The geometric structure suggests trying a different kind of model–perhaps the kind that describes the molecular structure of liquids and solids. Water molecules, for example, are linked together by a network of hydrogen bonds; each hydrogen atom in one molecule can bond to the oxygen atom in another molecule. But the bonds cannot extend over arbitrary distances; they reach only between neighboring molecules. In the resulting three-dimensional structure the basic motif is a tetrahedron with an oxygen atom at its center and hydrogen atoms at the four corners. (There’s also a schematic two-dimensional model known as square ice.) We might imagine something similar going on with the staples, where the two bent ends can form hydrogen-bond-like links to other nearby staples.
But there’s a problem with such chemical models as well. Atoms have a fixed valence (more or less–let’s not quibble); in water, for example, each hydrogen atom can form a hydrogen bond with only one oxygen atom. But we have no reason to suppose that the hooked ends of a staple can attach to only one other staple. As a matter of fact, if such a restriction were enforced, then the staples could form only chains and rings, not dense clusters. In a close look at the actual clusters, it’s easy to find places where three or more staples are all hooked together at the same point. By carefully teasing apart the cluster, I have spotted vertices that appear to have a degree of at least six.

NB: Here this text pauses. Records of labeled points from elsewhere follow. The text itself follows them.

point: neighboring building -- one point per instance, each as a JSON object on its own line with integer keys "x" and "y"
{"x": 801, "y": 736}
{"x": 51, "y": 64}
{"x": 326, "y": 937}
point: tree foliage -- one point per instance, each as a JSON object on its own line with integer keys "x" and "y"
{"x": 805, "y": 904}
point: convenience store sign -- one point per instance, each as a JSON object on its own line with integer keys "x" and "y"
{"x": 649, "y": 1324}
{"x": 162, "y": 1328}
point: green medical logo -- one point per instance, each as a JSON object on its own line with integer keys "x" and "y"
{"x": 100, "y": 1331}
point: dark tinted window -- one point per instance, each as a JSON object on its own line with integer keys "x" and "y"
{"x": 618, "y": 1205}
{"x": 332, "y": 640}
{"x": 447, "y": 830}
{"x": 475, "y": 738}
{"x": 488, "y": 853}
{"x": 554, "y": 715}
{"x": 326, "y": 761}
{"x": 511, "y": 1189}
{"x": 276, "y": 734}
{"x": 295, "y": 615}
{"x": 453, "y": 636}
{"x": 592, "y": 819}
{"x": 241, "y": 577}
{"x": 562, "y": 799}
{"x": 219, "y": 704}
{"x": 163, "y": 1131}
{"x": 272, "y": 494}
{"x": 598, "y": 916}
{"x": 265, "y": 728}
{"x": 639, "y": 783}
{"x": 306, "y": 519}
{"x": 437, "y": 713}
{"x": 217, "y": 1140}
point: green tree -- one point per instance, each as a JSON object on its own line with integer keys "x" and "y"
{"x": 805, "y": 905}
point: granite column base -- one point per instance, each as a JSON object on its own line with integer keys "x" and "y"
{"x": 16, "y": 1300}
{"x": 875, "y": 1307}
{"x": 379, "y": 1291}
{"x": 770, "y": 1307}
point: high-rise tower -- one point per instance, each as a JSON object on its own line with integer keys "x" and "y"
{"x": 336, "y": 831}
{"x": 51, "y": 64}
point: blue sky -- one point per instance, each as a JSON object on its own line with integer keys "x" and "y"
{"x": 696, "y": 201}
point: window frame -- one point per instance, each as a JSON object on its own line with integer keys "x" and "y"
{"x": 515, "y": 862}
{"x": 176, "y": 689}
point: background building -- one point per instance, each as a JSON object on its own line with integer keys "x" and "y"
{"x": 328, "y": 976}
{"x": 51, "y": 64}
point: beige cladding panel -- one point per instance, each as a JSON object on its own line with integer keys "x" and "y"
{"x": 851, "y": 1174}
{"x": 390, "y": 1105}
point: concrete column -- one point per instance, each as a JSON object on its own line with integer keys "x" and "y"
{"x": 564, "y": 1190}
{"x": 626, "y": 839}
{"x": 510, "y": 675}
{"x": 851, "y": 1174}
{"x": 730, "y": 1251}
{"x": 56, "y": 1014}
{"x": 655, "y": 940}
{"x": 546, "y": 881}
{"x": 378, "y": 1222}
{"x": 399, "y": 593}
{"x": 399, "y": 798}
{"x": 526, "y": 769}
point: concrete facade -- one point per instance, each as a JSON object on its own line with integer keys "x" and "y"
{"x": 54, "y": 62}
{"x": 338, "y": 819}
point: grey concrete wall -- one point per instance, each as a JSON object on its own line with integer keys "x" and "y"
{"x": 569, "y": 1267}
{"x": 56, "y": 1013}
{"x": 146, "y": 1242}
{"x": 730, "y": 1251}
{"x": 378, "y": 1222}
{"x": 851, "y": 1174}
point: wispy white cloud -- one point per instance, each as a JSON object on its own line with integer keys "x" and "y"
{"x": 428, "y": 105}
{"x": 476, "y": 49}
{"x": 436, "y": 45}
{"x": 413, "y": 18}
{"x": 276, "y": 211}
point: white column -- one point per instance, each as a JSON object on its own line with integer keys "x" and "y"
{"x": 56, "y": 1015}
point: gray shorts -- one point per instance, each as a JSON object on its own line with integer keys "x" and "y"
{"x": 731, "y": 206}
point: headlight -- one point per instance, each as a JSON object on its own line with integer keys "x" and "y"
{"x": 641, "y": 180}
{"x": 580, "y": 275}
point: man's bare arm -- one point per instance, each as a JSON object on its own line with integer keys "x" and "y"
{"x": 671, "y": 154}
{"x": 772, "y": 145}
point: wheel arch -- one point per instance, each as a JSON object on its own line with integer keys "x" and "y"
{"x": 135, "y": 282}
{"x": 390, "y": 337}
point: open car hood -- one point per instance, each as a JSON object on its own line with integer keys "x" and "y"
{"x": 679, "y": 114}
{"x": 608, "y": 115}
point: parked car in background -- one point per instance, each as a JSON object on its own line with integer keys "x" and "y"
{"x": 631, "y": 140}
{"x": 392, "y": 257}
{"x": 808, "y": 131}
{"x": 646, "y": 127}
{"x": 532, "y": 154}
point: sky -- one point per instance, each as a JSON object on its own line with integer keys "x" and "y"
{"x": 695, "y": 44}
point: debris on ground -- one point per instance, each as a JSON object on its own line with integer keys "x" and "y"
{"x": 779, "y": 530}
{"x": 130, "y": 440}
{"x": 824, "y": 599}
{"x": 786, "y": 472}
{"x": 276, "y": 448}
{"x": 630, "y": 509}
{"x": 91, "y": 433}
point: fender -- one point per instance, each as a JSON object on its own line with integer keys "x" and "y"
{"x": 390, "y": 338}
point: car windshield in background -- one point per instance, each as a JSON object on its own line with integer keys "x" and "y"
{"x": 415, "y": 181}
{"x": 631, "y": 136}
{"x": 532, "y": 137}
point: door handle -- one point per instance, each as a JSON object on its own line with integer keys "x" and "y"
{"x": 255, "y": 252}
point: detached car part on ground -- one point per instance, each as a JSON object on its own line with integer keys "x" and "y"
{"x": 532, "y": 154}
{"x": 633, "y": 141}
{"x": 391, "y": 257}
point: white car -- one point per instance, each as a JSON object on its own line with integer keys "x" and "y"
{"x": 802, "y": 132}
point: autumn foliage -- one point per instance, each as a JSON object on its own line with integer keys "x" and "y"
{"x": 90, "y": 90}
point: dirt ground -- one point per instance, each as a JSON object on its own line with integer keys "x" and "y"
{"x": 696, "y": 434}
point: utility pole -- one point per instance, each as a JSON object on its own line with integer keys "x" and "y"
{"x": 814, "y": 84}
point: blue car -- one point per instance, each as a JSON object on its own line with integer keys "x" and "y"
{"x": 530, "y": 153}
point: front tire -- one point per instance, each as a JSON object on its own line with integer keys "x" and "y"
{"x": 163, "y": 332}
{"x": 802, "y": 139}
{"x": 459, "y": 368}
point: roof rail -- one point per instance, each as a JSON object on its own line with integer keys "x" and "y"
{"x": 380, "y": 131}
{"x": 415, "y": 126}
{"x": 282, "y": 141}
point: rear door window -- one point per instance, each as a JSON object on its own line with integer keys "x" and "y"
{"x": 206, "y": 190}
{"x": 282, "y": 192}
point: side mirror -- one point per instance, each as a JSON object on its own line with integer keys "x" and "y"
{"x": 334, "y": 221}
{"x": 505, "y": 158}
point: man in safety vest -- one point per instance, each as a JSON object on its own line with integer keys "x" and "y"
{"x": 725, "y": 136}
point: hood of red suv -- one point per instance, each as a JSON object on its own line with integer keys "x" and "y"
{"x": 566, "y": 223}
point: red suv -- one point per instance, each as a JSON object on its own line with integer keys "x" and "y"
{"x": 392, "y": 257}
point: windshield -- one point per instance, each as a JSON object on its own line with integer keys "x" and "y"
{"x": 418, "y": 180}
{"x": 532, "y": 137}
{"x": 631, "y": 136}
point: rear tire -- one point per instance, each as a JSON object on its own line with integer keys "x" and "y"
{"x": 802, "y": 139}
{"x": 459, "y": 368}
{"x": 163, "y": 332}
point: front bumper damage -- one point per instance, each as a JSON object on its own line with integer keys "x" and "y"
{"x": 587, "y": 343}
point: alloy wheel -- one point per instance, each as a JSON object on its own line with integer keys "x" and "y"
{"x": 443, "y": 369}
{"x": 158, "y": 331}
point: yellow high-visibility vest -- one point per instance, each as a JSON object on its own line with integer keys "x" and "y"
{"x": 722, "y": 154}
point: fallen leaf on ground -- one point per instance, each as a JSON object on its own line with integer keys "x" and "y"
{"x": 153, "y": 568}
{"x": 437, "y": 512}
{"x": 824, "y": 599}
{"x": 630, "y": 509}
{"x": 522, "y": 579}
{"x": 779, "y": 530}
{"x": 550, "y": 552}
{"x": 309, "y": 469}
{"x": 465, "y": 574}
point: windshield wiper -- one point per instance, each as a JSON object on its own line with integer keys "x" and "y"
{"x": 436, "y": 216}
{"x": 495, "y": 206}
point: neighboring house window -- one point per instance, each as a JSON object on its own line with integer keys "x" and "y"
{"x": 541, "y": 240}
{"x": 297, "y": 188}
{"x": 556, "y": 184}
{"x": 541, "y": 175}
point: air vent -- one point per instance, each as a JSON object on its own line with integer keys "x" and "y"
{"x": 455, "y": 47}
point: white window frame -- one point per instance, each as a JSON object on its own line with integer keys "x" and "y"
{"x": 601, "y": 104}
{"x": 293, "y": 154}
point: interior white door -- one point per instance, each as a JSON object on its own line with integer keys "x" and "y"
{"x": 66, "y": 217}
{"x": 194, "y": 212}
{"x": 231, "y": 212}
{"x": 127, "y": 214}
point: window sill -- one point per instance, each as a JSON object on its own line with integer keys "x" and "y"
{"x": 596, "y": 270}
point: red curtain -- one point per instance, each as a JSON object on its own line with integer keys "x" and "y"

Yet another physical process that might provide a model for the staple graph is diffusion-limited aggregation. This is the mechanism responsible for the filigree pattern in the banner at the top of the bit-player web page. It is generated by sticky particles that drift at random until they wander onto the substrate or touch another particle that is already in contact (directly or indirectly) with the substrate. For staples, I suppose the drifters would be tumbling dumbbells with sticky ends–somewhat harder to simulate.
Another factor to keep in mind is that spatial dimensions are surely important here. For one thing, there’s just more room to maneuver in three dimensions, with more opportunities to glom onto a neighbor. But in the specific case of staples, there’s another reason: Confined to a plane, they have a hard time linking up:
Dispersed on a flat plate, they refuse to coagulate even when swirled vigorously. The reason, presumably, is that secure links form only when the staples can turn 90 degrees and interlock.
In this connection it would seem significant that these are used staples, somewhat varied in shape, with hooked ends that had been bent approximately 180 degrees in the process of stapling and that mostly retained an angle greater than 90 degrees after being pried out the papers. I wondered how shiny new staples would behave, and so I tried the experiment. (Materials and methods: 630 Stanley Bostitch chisel-point staples, model SBS191/4CP, freshly dispensed from an open-jaw Swingline stapler.)
I was mildly surprised at the result. Although the aggregation was somewhat looser and more delicate, it really wasn’t that much different. Again we witness the birth of a giant component.